The equation having the highest degree as 2 and which is in the form of $a{{x}^{2}}+bx+c=0$ is known as quadratic equation where ‘a’ and ‘b’ are coefficients and c is the constant term. It consists of two roots. Roots are those values which satisfy the equation and result in zero after placing the roots in the equation. There are basically two methods of finding roots and an equation. The methods are middle term splitting and by using quadratic formulas. Here, we will be using a quadratic formula because middle splitting is only possible if we can split the middle term and we are getting something common while grouping them in pairs. Quadratic formula is:
 $\Rightarrow x=\dfrac{-b\pm \sqrt{{{b}^{2}}-4ac}}{2a}$
Now, write the equation given in the question.
$\Rightarrow 2{{x}^{2}}+2x-1=0$
Here, a = 2, b = 2 and c = -1. Place all these values in quadratic formula, we will get:
$\Rightarrow x=\dfrac{-2\pm \sqrt{{{\left( 2 \right)}^{2}}-4\left( 2 \right)\left( -1 \right)}}{2\left( 2 \right)}$
On solving further:
$\Rightarrow x=\dfrac{-2\pm \sqrt{4+8}}{4}$
Solve the under root:
$\Rightarrow x=\dfrac{-2\pm \sqrt{12}}{4}$
As we know that we do not have the square root of 12. So let’s find the LCM and represent it in the root form:
$\begin{align}
  & 2\left| \!{\underline {\,
  12 \,}} \right. \\
 & 2\left| \!{\underline {\,
  6 \,}} \right. \\
 & 3\left| \!{\underline {\,
  3 \,}} \right. \\
 & 1\left| \!{\underline {\,
  1 \,}} \right. \\
\end{align}$
LCM of 12: $2\times 2\times 3$
Now the expression:
$\Rightarrow x=\dfrac{-2\pm 2\sqrt{3}}{4}$
Simplify further:
$\Rightarrow x=\dfrac{-1\pm\sqrt{3}}{2}$
Write the roots for x:
$\Rightarrow x=\dfrac{{-1}-\sqrt{3}}{2},\dfrac{{-1}+\sqrt{3}}{2}$
So this is the answer.

Note: This question is not as complex as it looks like.
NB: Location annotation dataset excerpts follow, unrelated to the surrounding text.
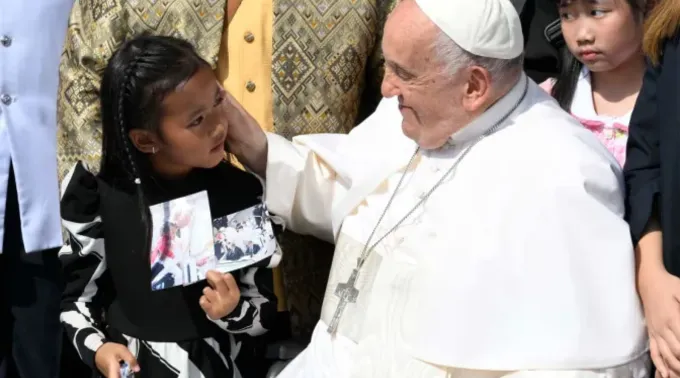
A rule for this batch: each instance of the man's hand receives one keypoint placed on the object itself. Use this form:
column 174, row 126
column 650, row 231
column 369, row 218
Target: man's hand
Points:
column 221, row 297
column 109, row 356
column 660, row 293
column 245, row 138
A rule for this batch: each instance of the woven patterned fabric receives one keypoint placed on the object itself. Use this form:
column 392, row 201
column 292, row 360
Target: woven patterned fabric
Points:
column 326, row 73
column 326, row 63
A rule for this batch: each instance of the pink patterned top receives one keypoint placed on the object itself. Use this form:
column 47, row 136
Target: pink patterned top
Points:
column 612, row 131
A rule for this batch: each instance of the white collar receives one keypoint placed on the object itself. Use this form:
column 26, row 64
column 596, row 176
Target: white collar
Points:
column 491, row 116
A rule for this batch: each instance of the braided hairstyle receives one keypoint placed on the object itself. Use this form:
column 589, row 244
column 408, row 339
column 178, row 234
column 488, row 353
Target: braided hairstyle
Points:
column 138, row 77
column 570, row 68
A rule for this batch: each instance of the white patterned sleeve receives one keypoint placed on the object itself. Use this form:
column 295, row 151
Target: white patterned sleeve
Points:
column 257, row 309
column 87, row 282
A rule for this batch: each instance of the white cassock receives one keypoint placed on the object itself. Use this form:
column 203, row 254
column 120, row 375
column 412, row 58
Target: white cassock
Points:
column 519, row 265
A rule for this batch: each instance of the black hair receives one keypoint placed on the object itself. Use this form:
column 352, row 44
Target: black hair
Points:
column 570, row 68
column 137, row 78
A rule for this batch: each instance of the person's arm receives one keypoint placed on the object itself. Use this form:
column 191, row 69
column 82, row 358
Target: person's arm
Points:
column 94, row 30
column 256, row 311
column 300, row 183
column 84, row 266
column 642, row 170
column 88, row 288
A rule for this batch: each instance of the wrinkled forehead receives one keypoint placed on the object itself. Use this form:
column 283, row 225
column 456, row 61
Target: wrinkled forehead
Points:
column 409, row 35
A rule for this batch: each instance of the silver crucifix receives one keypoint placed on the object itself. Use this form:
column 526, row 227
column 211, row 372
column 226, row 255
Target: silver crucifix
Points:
column 347, row 294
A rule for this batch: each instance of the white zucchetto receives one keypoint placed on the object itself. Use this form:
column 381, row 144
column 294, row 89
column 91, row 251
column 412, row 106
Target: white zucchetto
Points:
column 487, row 28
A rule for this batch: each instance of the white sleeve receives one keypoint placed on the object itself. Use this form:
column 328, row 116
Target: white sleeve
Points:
column 307, row 176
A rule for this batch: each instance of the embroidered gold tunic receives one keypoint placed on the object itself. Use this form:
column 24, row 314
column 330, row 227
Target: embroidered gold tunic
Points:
column 299, row 66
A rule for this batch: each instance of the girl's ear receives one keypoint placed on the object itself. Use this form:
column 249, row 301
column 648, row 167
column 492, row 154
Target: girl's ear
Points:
column 144, row 140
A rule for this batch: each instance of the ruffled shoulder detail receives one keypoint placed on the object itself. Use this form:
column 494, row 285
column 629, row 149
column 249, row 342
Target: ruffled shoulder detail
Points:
column 79, row 195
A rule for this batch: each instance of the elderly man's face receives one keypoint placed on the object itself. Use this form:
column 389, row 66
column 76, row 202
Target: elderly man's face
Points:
column 430, row 100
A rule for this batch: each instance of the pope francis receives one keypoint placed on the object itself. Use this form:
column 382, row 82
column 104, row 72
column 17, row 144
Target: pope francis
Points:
column 482, row 238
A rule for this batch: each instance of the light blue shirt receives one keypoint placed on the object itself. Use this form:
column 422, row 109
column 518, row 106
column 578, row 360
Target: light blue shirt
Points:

For solving such questions, first go through it by solving it roughly by middle term splitting. If it doesn’t work, then use the quadratic formula. One more suggestion is if you find any such number whose direct square root is not there, you will solve that root by taking LCM and at the end, reduce the terms as much as possible.